22 Sub-cellular analysis
22.1 Preamble
22.1.1 Introduction
Sub-cellular analysis aims to identify intra-cellular compartmentalization of transcripts, e.g., in the nucleus vs cytoplasm of the cell. Sub-cellular data can capture real biology, and analysis of sub-cellular could help identify biological mechanisms involved in transcript localisation (Cassella and Ephrussi 2022). Variation in intra-cellular localisation of transcripts generates gene expression gradients within the cell that can affect biological processes, such as cell communication and post-transcriptional regulation.
22.1.2 Data structure
In spatially-resolved transcriptomics (SRT), sub-cellular analysis can be performed with molecule-resolved data generated by imaging-based SRT technologies, such as MERFISH and Xenium, where targeted probes are used to capture specific transcripts and their locations. High-resolution sequencing-based SRT data, such as VisiumHD, have also been employed for sub-cellular analysis (Novoselsky et al. 2025).

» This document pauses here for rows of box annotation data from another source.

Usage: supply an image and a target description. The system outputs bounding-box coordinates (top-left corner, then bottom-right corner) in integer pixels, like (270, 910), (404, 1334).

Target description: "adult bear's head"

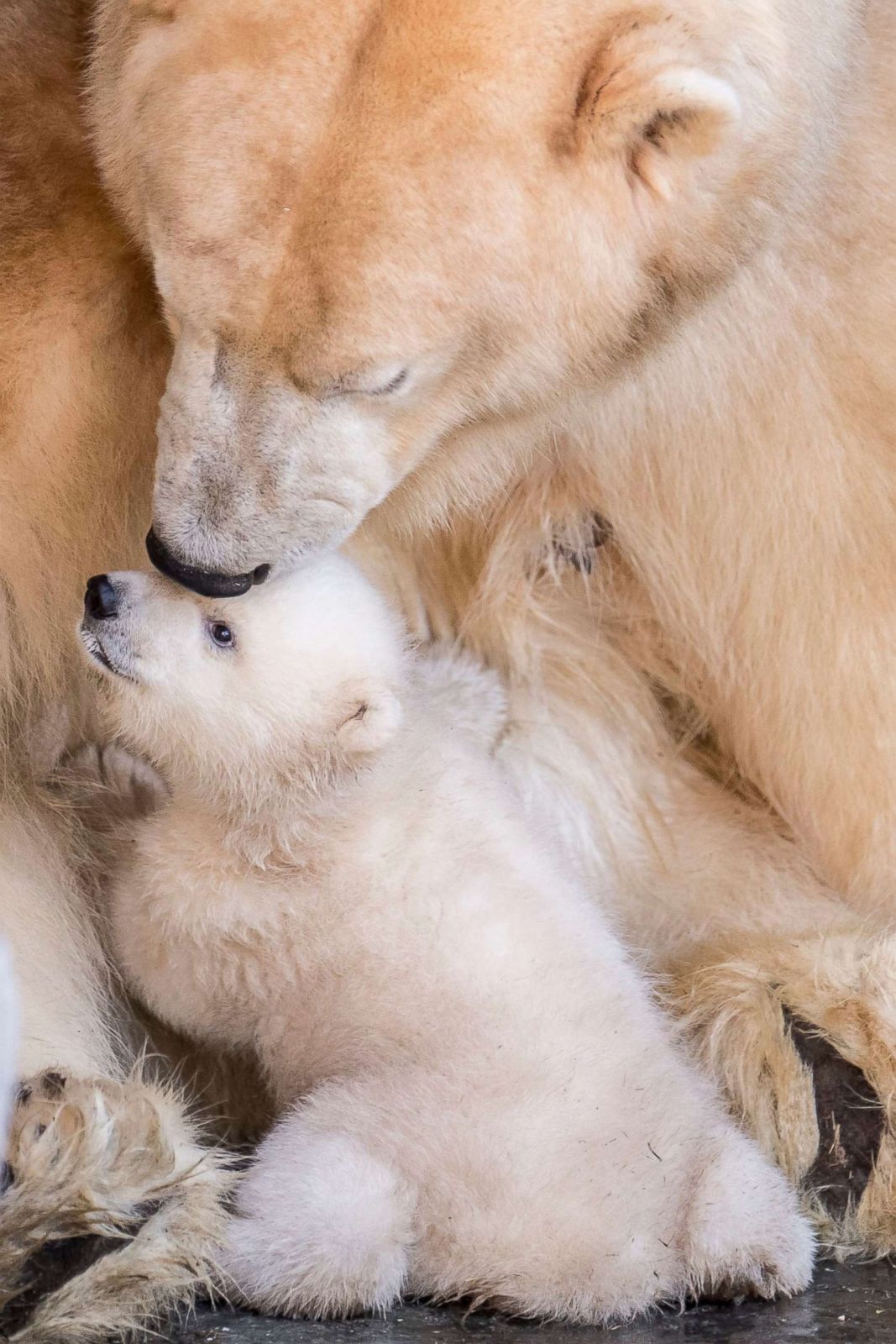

(92, 0), (783, 591)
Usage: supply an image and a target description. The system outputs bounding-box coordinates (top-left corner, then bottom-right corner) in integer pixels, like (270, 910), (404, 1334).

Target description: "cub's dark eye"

(208, 621), (233, 649)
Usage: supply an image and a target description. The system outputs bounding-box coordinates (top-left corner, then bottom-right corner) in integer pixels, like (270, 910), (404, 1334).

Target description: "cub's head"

(92, 0), (795, 596)
(78, 556), (405, 793)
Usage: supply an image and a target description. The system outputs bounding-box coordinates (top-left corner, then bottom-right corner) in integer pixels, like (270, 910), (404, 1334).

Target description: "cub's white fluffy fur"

(82, 558), (813, 1321)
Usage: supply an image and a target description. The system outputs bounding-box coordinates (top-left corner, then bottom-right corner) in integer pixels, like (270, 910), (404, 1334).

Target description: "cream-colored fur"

(82, 558), (811, 1321)
(0, 0), (896, 1335)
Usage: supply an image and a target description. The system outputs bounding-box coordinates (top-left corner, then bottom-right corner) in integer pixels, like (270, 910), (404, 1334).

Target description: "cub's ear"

(336, 685), (405, 755)
(575, 16), (740, 200)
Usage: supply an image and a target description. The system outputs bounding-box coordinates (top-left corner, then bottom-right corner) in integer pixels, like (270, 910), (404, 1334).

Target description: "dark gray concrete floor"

(172, 1262), (896, 1344)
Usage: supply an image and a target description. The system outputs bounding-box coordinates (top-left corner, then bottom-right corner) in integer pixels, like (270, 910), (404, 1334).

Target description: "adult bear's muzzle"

(146, 528), (270, 596)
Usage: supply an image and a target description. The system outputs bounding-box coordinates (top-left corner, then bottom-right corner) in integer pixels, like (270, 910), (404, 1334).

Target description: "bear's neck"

(168, 762), (380, 869)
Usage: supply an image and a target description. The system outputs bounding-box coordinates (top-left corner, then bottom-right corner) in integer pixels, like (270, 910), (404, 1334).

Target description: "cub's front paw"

(685, 1129), (814, 1299)
(217, 1117), (412, 1319)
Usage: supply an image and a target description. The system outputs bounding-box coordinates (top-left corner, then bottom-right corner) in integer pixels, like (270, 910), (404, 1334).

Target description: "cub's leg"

(222, 1016), (813, 1322)
(373, 511), (896, 1254)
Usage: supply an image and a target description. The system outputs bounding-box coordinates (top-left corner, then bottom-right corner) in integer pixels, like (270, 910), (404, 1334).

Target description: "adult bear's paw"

(0, 1071), (231, 1344)
(672, 932), (896, 1257)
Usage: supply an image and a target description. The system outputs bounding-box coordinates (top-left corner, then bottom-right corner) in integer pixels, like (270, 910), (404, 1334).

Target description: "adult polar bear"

(0, 0), (896, 1333)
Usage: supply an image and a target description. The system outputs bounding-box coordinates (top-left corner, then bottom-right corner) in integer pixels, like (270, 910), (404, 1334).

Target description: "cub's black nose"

(85, 574), (118, 621)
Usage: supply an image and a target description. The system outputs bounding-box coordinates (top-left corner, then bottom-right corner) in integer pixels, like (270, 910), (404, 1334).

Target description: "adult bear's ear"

(128, 0), (177, 22)
(336, 685), (405, 755)
(574, 12), (740, 200)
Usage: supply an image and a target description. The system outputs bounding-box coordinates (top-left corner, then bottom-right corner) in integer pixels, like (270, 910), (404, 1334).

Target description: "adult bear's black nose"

(146, 528), (270, 596)
(85, 574), (118, 621)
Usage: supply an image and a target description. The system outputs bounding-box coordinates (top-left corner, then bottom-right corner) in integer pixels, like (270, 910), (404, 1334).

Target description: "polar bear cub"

(81, 556), (813, 1321)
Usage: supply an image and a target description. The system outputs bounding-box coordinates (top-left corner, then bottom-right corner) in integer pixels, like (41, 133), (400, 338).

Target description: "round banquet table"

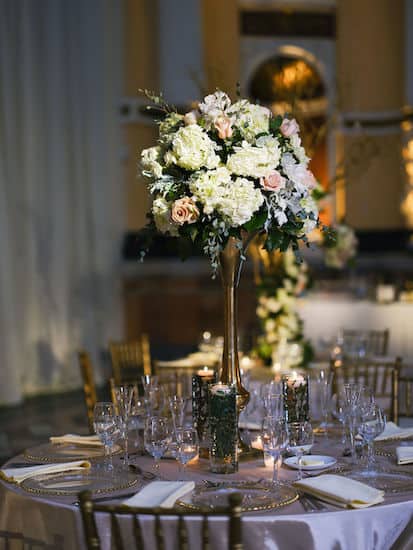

Cell segmentation is required, prior to sub-cellular analysis, to generate cell boundaries within which the transcripts can be compartmentalized and assessed. MoleculeExperiment (Peters Couto et al. 2023) was built for storing transcript locations and cell boundaries, and is compatible with raw data generated by most existing molecule-resolved SRT technologies. It contains additional functions, such as countMolecules(), for conversion of molecule-resolved information to cell-level expression by counting transcripts within a cell boundary.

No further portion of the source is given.